ELLE OFFRE A VICTOR HUGO SON PREMIER PRIX LITTERAIRE

Dans une France couverte de prix littéraires, il n’en existait aucun pour saluer la mémoire de Victor Hugo. C’est désormais chose faite. C’est une lauréate dûment capée qui ouvre le bal avec un beau-livre sur Notre-Dame de Paris, point d’orgue de l’œuvre romanesque hugolienne, au prisme les liens sans cesse tressés entre sacré et pouvoir politique.

Tout arrive ! Il suffit d’être patient. Ou de s’apercevoir, comme dans la chanson d’Aznavour, que le hasard a le chic pour « provoquer les choses » et qu’alors « le destin, un instant prend la pause ». Le destin est une notion qui colle à la peau de Victor Hugo. Sauf que, dans la flopée de prix littéraires qui participent à l’exception culturelle de notre pays (deux-mille recensés mais il faudra vérifier auprès de Bertrand Labes, auteur d’un guide sur le sujet), cet empereur des lettres françaises n’en comptait pas un à son nom.

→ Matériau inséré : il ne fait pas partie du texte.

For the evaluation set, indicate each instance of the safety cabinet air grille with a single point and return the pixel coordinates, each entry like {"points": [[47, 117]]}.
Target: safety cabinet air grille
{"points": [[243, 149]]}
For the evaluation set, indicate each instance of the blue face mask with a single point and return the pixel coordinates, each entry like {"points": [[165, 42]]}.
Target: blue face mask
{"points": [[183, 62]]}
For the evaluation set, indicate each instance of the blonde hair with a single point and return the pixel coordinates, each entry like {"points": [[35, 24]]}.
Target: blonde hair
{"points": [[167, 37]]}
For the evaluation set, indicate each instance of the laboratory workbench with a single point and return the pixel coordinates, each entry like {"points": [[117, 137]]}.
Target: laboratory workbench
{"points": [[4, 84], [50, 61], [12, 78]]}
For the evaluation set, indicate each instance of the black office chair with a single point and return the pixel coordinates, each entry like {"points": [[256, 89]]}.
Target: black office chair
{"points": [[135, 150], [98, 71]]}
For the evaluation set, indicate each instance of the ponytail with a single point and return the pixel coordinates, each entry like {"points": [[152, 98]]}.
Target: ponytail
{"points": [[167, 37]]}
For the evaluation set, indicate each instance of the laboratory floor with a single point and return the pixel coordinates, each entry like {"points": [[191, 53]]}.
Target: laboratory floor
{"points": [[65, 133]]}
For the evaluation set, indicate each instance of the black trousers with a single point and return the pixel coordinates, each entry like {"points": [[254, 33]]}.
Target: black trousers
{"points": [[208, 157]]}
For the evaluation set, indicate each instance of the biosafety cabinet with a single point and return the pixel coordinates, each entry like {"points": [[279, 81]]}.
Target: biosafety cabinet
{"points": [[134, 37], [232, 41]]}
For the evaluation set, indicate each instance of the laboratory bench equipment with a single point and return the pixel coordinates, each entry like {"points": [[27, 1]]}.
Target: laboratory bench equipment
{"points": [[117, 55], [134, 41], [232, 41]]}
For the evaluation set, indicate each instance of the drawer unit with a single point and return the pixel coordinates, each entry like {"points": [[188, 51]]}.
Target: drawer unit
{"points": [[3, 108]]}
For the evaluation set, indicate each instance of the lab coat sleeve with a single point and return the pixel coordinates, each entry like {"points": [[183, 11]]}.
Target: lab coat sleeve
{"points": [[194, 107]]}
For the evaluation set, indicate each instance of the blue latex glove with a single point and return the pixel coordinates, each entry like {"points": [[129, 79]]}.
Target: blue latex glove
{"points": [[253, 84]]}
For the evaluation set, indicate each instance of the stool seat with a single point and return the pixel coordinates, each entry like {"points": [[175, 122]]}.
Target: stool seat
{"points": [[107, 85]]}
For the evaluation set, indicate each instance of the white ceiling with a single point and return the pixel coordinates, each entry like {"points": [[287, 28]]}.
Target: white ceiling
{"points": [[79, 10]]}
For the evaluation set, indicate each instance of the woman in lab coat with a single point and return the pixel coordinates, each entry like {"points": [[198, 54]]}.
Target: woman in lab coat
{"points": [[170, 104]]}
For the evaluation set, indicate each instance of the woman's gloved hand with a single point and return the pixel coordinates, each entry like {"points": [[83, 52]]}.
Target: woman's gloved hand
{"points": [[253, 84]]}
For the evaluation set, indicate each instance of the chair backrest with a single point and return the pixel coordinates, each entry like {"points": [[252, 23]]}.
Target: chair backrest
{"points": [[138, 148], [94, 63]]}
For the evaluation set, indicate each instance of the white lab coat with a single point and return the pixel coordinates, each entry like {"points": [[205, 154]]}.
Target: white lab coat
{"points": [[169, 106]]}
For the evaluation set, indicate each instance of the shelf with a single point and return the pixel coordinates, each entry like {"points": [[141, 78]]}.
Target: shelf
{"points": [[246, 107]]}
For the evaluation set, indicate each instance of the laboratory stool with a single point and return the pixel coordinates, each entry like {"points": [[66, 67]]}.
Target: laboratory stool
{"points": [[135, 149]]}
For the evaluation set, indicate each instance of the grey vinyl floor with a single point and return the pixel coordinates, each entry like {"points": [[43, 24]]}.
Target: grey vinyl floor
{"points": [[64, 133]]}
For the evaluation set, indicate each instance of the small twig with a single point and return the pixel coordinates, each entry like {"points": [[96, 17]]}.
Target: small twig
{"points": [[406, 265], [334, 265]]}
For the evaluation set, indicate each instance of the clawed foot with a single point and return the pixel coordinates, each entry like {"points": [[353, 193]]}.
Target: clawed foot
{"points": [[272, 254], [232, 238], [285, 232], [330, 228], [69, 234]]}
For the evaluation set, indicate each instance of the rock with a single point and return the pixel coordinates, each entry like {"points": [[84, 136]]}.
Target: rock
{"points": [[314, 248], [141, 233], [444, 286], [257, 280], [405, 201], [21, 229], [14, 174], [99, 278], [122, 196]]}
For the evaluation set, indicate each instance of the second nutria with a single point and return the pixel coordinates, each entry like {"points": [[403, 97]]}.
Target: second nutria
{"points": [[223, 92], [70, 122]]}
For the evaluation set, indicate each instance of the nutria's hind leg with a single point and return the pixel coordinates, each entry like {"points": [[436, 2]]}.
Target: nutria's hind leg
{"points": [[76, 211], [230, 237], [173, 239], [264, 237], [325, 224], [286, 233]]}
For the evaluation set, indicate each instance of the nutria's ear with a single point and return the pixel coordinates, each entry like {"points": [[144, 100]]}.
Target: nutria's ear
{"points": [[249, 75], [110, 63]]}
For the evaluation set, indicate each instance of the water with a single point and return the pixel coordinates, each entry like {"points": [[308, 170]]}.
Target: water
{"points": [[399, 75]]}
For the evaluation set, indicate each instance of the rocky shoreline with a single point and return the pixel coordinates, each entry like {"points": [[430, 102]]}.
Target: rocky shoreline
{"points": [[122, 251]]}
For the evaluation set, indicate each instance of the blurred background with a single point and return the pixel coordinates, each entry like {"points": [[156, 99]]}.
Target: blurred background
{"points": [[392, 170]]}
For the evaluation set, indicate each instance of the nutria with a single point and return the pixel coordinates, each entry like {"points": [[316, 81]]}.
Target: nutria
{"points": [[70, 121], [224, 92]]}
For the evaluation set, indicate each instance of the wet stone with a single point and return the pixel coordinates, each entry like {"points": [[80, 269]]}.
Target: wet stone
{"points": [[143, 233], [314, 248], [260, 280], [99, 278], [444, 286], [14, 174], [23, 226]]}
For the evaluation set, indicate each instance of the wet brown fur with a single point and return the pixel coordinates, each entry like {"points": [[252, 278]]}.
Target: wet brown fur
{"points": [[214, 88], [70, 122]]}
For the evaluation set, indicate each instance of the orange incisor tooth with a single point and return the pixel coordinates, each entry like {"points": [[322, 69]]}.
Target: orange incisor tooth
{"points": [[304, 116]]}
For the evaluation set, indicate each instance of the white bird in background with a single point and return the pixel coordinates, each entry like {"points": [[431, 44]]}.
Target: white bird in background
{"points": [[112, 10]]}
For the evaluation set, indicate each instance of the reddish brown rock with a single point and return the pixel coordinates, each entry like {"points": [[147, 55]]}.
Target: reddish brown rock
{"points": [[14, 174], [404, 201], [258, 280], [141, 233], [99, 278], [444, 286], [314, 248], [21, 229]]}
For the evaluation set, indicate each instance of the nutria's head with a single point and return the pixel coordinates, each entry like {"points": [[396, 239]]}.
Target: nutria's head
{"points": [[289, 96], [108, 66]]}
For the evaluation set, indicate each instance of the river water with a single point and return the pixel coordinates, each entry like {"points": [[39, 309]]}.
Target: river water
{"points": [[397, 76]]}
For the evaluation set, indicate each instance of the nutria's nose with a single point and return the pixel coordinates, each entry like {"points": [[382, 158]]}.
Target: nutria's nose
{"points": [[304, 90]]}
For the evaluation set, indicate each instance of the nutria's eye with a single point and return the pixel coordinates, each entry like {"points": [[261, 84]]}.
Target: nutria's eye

Non Françoise Chandernagor n’interprète pas une chanson de la comédie musicale Notre-Dame de Paris. Autour d’elle, de gauche à droite, Marie Hugo, Maryvonne de Saint Pulgent, Angela Assouline-Yadgaroff et Jérémy Redler, maire du 16eme. Photo: Philippe Schroeder

Grâces soient donc rendues à Angela Assouline-Yadgaroff, figure de l’événementiel culturel, d’avoir comblé cette lacune et rassemblé autour de son initiative un éminent aréopage : Marie Hugo, marraine du prix en sa qualité de  descendante directe de le l’écrivain, Françoise Chandernagor, de l’Académie Goncourt, présidente, Sir Michael Edwards, poète, membre de l’Académie française, président d’honneur et, à tout hôte tout honneur, Nicolas Richard, à la barre depuis quatre ans de cet élégant et chaleureux établissement qu’est la Brasserie Victor Hugo au 4 de la place du même nom, dans le 16eme arrondissement.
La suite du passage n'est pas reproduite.